That was image retention,not burn in.
Which becomes burn in after a short time. It also did not go away after many tries when it showed it. If it was image retention, it would have gone away by running some solid colors on the screen for hours, but it did not.
And last I checked, it is still called BURN-IN from many experts like CNET.
https://www.cnet.com/news/oled-vs-poled-screen-phones-burn-in/
Please educate yourself from the article above.
"
What exactly is burn-in?
Problems of a lingering afterimage have been around since the first days of plasma TV. Traditionally "burn-in" means that the afterimage (a ghostly "impression" of the image that was on the screen previously) never goes away; it's permanently burned into the screen. Image retention, on the other hand, implies something temporary, where the afterimage disappears eventually.
Whatever you call it, burn-in is generally caused by leaving a static section of screen on for a long time. Examples on TVs include logos and tickers at the bottom of news channels like CNN, a score bug from a baseball game, or the status display from a video game. You see more static images on phones, particularly the notification and navigation bars.

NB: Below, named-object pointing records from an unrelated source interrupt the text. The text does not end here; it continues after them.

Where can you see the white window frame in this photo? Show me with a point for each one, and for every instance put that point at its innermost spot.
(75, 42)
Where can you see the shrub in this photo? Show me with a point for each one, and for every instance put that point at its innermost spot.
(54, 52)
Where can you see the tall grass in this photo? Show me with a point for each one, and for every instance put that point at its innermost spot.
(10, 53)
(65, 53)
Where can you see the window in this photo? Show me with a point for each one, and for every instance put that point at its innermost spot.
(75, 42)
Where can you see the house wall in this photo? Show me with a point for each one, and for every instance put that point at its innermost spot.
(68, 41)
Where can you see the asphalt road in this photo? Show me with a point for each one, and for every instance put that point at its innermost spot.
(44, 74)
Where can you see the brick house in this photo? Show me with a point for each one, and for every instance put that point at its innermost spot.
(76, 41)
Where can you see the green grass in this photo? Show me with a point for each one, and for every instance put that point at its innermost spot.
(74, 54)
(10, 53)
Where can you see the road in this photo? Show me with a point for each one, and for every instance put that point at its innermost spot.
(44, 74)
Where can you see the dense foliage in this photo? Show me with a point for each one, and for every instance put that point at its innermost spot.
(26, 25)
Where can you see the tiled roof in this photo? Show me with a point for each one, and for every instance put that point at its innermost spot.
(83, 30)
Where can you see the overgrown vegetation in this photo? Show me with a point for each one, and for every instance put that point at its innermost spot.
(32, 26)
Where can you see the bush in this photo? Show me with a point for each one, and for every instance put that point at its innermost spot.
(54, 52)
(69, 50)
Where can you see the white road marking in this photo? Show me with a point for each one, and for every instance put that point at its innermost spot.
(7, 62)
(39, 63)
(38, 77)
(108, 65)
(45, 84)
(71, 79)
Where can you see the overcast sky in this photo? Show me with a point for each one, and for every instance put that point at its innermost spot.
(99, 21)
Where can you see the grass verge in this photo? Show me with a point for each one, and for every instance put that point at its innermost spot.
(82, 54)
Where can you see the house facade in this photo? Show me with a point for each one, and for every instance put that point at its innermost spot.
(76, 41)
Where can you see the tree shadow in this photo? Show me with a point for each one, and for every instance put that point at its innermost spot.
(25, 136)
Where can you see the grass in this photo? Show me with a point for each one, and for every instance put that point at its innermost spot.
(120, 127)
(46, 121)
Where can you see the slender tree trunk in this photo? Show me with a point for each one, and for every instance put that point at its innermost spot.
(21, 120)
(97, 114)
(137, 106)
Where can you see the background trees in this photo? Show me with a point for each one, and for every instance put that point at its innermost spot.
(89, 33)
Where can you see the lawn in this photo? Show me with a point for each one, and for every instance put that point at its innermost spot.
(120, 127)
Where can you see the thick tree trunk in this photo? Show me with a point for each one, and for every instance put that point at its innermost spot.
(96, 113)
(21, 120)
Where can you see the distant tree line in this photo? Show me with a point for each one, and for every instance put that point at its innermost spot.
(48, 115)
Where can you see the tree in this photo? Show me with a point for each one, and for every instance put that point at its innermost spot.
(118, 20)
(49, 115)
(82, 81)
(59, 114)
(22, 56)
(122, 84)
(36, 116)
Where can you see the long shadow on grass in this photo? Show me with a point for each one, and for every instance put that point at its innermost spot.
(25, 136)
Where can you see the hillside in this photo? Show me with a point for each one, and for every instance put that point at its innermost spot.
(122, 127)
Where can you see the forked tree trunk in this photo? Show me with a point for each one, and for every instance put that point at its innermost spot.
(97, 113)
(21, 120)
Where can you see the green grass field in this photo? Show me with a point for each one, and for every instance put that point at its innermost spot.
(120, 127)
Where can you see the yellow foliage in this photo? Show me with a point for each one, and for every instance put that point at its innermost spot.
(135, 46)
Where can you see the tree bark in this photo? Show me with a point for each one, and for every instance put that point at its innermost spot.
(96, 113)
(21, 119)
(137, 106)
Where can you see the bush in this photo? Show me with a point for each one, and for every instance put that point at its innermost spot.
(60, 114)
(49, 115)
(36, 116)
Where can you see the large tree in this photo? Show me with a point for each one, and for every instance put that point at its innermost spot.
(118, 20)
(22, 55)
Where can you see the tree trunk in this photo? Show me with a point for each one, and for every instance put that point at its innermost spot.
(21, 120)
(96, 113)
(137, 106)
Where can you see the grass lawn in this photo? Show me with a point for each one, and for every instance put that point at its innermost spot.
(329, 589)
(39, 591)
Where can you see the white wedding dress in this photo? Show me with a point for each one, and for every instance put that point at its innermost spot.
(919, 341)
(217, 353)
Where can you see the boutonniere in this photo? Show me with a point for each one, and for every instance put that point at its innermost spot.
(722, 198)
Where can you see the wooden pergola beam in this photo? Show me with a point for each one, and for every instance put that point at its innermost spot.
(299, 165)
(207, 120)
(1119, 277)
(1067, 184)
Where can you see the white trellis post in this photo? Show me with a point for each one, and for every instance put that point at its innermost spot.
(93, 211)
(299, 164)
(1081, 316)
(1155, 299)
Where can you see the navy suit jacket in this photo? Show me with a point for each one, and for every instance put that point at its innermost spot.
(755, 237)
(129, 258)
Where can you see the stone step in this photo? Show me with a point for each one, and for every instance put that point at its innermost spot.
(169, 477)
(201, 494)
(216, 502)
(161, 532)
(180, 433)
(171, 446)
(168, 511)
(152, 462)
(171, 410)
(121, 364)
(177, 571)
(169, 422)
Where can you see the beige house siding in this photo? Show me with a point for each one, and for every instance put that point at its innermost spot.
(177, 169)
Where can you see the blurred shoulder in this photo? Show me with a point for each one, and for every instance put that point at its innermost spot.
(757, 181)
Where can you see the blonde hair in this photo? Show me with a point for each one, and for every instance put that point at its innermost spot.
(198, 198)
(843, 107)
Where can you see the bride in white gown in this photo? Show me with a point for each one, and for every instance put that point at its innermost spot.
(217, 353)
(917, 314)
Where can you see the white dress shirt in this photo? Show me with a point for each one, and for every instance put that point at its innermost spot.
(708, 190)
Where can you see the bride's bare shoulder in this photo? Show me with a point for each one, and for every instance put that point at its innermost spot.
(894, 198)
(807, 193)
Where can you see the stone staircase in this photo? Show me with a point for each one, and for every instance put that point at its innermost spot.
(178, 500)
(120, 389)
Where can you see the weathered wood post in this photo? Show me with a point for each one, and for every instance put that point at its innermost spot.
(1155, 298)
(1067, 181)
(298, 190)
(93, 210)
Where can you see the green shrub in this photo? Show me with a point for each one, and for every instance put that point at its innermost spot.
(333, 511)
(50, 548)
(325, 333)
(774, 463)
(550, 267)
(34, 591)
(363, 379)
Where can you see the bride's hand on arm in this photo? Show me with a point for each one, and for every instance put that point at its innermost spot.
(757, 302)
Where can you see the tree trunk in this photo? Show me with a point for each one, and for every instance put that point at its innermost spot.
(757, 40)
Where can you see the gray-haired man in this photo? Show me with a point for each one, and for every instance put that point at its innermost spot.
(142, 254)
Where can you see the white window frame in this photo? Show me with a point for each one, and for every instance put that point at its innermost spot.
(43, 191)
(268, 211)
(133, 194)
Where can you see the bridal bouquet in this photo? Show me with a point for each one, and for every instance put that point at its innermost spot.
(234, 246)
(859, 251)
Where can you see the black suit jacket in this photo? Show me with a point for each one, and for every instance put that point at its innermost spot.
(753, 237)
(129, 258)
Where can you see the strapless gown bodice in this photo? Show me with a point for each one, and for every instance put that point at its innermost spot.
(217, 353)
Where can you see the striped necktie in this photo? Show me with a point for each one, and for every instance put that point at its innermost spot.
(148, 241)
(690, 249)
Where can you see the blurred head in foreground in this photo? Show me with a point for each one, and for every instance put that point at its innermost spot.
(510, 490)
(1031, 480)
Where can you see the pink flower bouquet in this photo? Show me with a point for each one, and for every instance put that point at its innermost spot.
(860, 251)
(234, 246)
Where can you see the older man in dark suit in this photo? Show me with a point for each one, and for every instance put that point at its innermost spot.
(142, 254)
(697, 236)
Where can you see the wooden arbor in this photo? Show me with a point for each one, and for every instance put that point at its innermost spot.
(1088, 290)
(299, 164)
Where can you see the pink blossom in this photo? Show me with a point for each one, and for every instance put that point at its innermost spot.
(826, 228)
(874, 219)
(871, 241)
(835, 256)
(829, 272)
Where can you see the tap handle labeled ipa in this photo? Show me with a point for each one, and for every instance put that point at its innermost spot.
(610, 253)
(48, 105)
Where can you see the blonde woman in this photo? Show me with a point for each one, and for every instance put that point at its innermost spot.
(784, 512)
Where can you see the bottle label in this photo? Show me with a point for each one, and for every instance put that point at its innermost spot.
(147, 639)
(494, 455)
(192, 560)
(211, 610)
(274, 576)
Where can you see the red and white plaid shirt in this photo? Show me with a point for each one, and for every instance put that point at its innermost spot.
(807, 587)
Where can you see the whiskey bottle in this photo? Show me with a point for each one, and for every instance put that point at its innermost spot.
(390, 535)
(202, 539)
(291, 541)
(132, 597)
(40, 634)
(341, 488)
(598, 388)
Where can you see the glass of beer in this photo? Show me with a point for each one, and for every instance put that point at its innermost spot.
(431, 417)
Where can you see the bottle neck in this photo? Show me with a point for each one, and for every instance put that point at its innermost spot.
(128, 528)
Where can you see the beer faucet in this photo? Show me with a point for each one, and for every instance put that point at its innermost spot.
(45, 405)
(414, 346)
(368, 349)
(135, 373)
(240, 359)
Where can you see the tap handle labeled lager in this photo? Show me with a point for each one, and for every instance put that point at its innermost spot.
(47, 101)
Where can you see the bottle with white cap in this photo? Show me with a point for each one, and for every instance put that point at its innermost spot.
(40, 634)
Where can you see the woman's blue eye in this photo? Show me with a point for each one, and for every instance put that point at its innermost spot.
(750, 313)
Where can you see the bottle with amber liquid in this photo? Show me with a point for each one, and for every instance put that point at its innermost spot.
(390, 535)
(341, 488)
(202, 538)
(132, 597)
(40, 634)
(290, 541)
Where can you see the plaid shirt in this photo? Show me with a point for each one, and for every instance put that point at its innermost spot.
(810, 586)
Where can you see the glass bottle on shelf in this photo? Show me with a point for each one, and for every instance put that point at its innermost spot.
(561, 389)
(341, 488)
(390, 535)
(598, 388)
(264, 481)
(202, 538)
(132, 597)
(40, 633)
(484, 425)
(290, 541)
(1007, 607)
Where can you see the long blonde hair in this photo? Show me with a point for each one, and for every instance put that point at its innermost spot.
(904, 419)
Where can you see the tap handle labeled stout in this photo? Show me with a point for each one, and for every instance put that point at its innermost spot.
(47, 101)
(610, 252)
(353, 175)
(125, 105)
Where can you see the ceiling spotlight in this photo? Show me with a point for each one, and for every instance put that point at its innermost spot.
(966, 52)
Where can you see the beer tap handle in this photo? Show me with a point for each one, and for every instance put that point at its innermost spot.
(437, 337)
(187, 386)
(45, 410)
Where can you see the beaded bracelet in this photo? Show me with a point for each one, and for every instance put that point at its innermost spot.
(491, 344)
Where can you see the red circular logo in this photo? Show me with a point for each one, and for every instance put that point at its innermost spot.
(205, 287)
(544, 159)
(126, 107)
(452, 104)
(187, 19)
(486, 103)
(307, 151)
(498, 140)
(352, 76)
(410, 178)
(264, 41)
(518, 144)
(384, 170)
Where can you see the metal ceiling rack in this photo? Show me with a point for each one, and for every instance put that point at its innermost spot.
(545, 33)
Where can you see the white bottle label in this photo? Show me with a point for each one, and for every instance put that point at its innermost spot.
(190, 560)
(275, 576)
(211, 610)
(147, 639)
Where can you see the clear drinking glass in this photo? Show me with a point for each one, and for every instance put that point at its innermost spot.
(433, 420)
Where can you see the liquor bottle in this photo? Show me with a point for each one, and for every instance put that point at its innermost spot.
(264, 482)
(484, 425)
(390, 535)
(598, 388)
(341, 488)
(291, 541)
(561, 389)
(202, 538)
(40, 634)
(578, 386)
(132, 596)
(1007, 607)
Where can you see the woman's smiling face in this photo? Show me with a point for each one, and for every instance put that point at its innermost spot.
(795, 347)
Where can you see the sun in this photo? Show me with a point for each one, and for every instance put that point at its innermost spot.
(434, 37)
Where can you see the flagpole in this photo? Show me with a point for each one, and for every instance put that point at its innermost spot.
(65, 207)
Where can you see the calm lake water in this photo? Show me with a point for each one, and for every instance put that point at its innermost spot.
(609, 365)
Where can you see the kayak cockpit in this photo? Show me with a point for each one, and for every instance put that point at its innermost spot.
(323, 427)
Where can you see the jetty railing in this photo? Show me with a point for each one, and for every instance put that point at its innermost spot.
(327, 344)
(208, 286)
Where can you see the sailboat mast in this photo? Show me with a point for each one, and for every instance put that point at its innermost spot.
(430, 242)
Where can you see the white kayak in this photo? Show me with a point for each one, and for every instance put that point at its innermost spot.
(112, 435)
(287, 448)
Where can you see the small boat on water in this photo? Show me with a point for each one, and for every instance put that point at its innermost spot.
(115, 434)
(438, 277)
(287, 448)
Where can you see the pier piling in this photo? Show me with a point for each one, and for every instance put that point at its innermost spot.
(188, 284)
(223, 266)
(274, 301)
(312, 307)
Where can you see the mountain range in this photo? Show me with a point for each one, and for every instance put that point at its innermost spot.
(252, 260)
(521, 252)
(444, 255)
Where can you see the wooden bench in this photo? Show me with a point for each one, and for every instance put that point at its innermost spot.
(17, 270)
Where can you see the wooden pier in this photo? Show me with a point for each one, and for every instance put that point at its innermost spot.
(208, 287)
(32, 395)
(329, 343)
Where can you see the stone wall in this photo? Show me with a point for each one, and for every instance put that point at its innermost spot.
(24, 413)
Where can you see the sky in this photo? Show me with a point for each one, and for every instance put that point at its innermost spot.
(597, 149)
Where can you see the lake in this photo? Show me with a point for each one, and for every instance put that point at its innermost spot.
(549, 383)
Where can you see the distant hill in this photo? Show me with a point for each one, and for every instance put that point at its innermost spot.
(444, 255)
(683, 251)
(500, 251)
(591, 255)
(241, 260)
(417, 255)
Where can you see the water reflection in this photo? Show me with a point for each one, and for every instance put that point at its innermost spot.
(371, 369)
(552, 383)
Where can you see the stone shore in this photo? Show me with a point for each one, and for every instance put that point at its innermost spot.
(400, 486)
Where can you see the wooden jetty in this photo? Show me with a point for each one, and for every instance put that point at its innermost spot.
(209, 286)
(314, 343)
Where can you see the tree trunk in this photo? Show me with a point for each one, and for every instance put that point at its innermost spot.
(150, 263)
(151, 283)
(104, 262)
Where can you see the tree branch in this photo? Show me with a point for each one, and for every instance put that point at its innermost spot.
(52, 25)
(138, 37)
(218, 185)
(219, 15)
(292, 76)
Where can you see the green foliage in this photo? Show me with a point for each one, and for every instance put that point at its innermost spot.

Watch this: What is Pixel Burn?
1:20
In most cases, those static sections of screens don't linger as faint afterimages. But on the Pixel 2 XL, the faint lines of the notification bar and hotkey buttons still stuck around after the display was turned off overnight and after running a screen burn-in fix video. These factors suggest that this issue is more persistent than standard image retention, which usually disappears after some time."